Dopo la tragica Le Siège de Corinthe e la giocosa La pietra del paragone, entrambe in scena all’Adriatic Arena, alla XXXVIII edizione del Rof è la volta del dramma semiserio in due atti Torvaldo e Dorliska, in scena fino al 21 agosto al Teatro Rossini. Composta nel 1815 per il Teatro Valle di Roma, l’opera è una pièce à sauvetage, con al centro una fanciulla innocente perseguitata da un potente cattivo che solo nel finale, dopo numerose vicissitudini, viene miracolosamente salvata, ricongiungendosi al suo amato.

Il libretto di Cesare Sterbini, di lì a poco autore del ben più celebre Il barbiere di Siviglia, è ispirato al romanzo allora Vita e amori del cavaliere di Faublas di Jean-Baptiste Louvet de Couvray, già alla base del libretto Lodoïska messo in musica da Luigi Cherubini (1791), Stephen Storace (1794) e Simon Mayr (1796).

Tutto in quest’opera parla di luoghi comuni, convenzioni, imitazioni e riusi, spiegando forse il disinteresse che ben presto Rossini mostrò per la partitura, ricostruita non senza difficoltà in edizione critica per la Fondazione Rossini da Francesco Paolo Russo nel 2007 e ora finalmente in scena. Ai primi cimenti col genere semiserio, il compositore sembra non avere ancora trovato la chiave per farlo suo, come sarà invece nei capolavori La gazza ladra (1817) e Matilde di Shabran (1821).
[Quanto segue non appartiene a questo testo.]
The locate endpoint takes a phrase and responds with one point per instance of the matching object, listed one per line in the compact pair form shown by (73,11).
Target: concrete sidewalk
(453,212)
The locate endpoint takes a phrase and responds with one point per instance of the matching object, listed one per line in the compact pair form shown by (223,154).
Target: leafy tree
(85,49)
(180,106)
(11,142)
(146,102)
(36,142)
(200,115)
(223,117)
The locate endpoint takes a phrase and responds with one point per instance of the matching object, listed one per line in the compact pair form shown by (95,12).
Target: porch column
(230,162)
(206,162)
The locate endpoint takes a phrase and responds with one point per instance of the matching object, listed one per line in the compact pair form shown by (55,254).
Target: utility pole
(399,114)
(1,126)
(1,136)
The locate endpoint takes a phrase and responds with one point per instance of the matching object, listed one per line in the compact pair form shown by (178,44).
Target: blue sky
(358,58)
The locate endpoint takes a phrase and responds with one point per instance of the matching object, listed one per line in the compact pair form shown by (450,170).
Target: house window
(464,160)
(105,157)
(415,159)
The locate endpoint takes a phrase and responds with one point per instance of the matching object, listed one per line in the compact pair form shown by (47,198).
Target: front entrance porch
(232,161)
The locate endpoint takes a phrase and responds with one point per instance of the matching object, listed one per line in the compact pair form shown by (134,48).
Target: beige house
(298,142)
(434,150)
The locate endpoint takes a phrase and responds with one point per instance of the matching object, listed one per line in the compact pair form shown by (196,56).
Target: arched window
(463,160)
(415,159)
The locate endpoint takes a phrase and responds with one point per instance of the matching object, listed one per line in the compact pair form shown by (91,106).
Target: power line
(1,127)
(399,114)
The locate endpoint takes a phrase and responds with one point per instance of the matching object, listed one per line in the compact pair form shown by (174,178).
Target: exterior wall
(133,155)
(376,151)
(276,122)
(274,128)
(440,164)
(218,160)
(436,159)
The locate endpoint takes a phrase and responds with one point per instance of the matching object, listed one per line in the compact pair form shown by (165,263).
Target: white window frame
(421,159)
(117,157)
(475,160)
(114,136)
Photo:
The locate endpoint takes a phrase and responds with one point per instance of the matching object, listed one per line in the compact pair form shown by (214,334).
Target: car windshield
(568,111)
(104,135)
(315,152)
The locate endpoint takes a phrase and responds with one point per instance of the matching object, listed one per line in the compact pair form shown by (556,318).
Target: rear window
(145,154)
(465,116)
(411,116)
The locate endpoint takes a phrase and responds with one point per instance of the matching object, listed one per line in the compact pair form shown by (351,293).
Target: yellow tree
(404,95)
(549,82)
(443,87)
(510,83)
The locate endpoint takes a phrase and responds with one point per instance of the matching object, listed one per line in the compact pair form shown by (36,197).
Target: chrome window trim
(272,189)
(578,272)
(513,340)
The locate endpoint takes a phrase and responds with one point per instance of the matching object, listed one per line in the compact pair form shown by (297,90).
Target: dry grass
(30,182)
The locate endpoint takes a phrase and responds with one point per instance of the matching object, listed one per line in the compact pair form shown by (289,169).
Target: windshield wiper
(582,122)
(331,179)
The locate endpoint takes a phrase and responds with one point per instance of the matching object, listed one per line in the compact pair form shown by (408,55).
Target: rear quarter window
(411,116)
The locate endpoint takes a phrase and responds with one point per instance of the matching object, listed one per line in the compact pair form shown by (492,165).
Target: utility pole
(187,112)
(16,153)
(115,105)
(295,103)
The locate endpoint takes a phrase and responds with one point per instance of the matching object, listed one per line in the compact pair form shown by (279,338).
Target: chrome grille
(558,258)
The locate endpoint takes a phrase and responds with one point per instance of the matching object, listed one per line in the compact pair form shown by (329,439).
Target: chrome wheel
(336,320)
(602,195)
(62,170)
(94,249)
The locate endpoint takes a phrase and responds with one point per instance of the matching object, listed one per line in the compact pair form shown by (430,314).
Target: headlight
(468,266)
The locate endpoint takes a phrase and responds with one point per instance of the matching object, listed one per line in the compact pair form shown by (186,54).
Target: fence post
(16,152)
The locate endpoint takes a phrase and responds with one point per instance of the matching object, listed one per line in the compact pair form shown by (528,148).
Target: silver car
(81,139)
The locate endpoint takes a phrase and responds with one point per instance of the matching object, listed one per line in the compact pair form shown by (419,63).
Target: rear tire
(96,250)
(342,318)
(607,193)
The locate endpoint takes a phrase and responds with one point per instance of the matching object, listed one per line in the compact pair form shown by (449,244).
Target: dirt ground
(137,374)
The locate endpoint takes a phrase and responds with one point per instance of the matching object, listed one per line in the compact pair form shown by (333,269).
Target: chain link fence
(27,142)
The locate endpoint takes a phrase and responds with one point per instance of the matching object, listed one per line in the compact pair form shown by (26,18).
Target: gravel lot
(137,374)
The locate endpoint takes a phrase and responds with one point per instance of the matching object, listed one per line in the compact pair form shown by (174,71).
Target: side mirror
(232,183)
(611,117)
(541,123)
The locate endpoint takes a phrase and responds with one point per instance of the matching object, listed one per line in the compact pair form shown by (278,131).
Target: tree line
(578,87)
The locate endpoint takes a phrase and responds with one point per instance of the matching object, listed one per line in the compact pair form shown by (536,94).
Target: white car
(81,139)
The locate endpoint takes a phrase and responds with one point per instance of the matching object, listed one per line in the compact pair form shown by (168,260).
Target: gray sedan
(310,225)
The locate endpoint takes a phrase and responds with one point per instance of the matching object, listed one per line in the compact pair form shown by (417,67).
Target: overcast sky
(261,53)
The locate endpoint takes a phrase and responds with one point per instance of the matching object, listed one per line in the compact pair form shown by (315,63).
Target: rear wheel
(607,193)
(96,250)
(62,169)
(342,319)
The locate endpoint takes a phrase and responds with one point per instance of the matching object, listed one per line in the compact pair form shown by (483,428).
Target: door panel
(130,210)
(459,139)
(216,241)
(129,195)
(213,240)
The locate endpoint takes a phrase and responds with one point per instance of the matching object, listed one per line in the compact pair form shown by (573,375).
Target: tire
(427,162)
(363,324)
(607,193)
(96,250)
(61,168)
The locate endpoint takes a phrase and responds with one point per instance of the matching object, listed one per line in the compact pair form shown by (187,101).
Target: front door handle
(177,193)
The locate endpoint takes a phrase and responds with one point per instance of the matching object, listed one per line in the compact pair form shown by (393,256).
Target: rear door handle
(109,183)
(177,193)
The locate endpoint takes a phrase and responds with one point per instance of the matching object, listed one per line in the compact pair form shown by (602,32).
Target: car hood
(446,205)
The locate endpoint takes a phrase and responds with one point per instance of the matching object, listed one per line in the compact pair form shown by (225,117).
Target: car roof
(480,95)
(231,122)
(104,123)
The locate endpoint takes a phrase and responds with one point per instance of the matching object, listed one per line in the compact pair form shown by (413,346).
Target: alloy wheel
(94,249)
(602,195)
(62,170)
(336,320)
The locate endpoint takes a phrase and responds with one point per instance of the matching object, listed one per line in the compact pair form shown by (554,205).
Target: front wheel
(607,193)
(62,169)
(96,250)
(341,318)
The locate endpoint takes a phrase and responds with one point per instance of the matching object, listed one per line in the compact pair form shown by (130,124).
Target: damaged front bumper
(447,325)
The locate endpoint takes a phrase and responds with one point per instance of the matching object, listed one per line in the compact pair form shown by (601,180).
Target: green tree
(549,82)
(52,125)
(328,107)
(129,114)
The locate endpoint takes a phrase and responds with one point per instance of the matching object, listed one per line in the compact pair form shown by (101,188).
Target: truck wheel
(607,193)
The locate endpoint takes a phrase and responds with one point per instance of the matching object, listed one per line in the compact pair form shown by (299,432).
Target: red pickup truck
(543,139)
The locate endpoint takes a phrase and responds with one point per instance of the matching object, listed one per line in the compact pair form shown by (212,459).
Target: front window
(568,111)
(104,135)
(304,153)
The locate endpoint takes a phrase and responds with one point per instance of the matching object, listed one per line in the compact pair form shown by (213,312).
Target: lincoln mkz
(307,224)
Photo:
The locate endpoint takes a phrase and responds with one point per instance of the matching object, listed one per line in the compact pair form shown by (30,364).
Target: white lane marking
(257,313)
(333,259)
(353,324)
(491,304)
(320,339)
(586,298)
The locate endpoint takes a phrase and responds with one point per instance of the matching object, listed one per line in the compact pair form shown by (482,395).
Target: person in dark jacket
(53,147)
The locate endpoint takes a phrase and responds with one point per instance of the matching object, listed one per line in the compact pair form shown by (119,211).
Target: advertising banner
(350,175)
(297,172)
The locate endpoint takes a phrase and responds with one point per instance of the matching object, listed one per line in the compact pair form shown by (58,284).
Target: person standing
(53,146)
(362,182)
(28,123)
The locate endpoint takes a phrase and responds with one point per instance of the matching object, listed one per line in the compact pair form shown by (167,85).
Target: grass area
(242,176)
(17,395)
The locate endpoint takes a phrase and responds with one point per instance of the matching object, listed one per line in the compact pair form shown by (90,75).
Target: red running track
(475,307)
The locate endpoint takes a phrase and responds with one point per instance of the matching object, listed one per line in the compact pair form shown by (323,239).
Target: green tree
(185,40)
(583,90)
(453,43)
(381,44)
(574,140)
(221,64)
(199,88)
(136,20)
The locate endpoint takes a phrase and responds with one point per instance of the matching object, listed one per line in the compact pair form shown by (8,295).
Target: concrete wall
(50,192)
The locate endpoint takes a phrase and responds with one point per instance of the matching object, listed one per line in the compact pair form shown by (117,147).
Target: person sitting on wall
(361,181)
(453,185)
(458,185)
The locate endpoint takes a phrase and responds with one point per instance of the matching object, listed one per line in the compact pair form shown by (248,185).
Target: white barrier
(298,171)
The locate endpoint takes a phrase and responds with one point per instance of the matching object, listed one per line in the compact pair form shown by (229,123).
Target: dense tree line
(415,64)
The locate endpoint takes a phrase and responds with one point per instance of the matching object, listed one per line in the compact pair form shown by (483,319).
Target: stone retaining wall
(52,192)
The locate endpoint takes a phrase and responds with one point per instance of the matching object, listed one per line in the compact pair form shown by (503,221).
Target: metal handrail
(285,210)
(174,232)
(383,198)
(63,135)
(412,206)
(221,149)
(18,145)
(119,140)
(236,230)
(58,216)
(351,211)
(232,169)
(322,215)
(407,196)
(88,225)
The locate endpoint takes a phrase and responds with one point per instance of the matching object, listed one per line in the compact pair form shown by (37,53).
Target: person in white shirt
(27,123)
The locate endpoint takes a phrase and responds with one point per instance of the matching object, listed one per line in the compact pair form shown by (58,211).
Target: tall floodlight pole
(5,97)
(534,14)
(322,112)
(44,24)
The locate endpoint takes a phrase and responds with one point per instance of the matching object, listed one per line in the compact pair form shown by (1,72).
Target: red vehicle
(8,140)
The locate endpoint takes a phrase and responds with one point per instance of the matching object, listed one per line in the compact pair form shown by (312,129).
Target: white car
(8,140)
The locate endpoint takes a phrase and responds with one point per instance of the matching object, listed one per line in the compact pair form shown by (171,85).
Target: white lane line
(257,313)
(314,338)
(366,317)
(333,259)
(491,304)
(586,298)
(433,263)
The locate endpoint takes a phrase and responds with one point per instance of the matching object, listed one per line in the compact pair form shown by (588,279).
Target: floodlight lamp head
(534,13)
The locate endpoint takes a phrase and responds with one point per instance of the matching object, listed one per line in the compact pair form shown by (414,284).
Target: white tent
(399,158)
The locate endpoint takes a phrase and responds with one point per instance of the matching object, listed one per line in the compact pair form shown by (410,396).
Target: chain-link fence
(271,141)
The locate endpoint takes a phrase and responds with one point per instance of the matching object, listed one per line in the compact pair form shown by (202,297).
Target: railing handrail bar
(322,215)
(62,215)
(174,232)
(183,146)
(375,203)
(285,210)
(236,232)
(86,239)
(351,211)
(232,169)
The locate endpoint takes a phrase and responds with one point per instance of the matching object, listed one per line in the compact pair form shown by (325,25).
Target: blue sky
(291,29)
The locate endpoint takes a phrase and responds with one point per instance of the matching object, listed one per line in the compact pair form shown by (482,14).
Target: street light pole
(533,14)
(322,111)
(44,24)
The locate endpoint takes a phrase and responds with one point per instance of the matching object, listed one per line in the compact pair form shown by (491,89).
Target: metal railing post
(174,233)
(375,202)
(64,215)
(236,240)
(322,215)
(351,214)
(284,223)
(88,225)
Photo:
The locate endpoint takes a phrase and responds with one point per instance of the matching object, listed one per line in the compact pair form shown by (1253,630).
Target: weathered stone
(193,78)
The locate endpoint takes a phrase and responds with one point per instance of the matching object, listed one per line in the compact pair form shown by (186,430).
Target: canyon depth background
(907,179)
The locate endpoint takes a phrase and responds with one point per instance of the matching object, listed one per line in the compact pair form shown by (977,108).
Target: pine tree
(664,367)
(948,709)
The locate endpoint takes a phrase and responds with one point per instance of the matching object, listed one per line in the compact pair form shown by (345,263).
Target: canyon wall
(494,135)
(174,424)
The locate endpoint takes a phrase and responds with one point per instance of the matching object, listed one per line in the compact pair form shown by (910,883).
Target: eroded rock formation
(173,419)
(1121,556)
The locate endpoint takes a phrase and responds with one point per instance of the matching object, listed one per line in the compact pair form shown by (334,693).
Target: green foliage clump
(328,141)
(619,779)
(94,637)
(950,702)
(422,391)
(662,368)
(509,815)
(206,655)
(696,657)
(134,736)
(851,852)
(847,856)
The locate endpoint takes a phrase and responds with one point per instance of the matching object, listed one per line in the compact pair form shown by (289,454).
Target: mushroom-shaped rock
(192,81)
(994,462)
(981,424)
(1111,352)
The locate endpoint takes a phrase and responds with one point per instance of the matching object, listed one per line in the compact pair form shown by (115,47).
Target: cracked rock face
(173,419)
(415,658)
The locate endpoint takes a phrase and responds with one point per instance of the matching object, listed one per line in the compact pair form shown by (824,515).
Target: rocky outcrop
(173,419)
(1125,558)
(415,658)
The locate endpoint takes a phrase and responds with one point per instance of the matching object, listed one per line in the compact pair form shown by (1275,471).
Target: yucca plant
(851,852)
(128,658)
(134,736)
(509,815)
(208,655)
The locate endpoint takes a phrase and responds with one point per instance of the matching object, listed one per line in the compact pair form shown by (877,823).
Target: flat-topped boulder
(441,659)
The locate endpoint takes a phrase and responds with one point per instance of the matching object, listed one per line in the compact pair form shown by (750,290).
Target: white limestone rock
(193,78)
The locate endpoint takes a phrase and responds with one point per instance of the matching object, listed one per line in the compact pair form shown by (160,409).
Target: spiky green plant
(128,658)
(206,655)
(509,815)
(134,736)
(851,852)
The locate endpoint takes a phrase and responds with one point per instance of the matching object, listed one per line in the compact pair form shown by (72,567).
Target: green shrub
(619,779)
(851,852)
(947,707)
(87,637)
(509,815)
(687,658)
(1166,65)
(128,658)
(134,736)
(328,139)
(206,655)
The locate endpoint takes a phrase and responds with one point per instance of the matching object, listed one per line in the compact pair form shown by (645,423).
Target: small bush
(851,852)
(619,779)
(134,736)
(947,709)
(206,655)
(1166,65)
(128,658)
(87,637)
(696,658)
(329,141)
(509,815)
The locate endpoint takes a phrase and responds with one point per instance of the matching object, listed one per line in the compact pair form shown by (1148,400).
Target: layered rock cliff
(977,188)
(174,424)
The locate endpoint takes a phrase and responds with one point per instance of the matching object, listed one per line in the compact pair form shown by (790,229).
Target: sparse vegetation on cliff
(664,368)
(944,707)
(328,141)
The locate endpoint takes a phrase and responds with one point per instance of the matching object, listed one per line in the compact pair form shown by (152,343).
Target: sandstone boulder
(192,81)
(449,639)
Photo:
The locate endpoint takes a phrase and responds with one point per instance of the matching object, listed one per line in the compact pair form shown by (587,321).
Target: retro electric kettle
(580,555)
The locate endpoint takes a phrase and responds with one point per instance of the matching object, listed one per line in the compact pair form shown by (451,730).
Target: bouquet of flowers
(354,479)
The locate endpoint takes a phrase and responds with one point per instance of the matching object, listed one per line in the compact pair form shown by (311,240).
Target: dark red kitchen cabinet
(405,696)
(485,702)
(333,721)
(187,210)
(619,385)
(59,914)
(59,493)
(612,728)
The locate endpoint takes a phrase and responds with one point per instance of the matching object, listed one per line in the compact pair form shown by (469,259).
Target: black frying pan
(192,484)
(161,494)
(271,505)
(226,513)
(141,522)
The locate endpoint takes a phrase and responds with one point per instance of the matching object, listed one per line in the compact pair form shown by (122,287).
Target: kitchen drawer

La genericità e la stereotipia di molti passaggi dell’opera, senza misconoscere gli sparuti lampi inventivi del genio rossiniano, hanno la meglio nella direzione fiacca e poco consapevole di Francesco Lanzillotta, al debutto pesarese a capo dell’Orchestra Sinfonica G. Rossini e del Coro del Teatro della Fortuna M. Agostini, la cui prestazione è stata altalenante. Nei ruoli del titolo Dmitry Korchak, dotato di una voce potente e di un fraseggio vario, e Salome Jicia, bravissima nelle agilità e nelle colorature, a meno di acuti un po’ sforzati e metallici.

Al loro fianco il cattivo Nicola Alaimo (Ordov), che dopo un inizio a tratti incerto padroneggia il ruolo impervio,  e il buffo Carlo Lepore (Giorgio), dalla voce pastosa e dalla mimica trascinante. Raffaella Lupinacci (Carlotta) e Filippo Fontana (Ormondo) si disimpegnano bene nelle cosiddette arie da sorbetto. L’allestimento di Mario Martone, con costumi di Ursula Patzak e scene di Sergio Tramonti, ripresa di quello mandato in scena nel 2006, ricostruisce un luogo di vago esotismo medievale nordico, tenendo  la scena fissa e il pubblico sul palco a far da quinta, mentre l’azione si sviluppa per tutta la platea. Accanto alle riletture libere e spregiudicate di Padrissa e Pizzi, quella di Martone, assai più didascalica, rischia di apparire come una cenerentola solo a chi non sia consapevole della difficoltà di allestire opere che, con buona pace di ogni renaissance, restano minori e della differenza di respiro tra uno spazio come quello dell’Arena e quello del Teatro Rossini.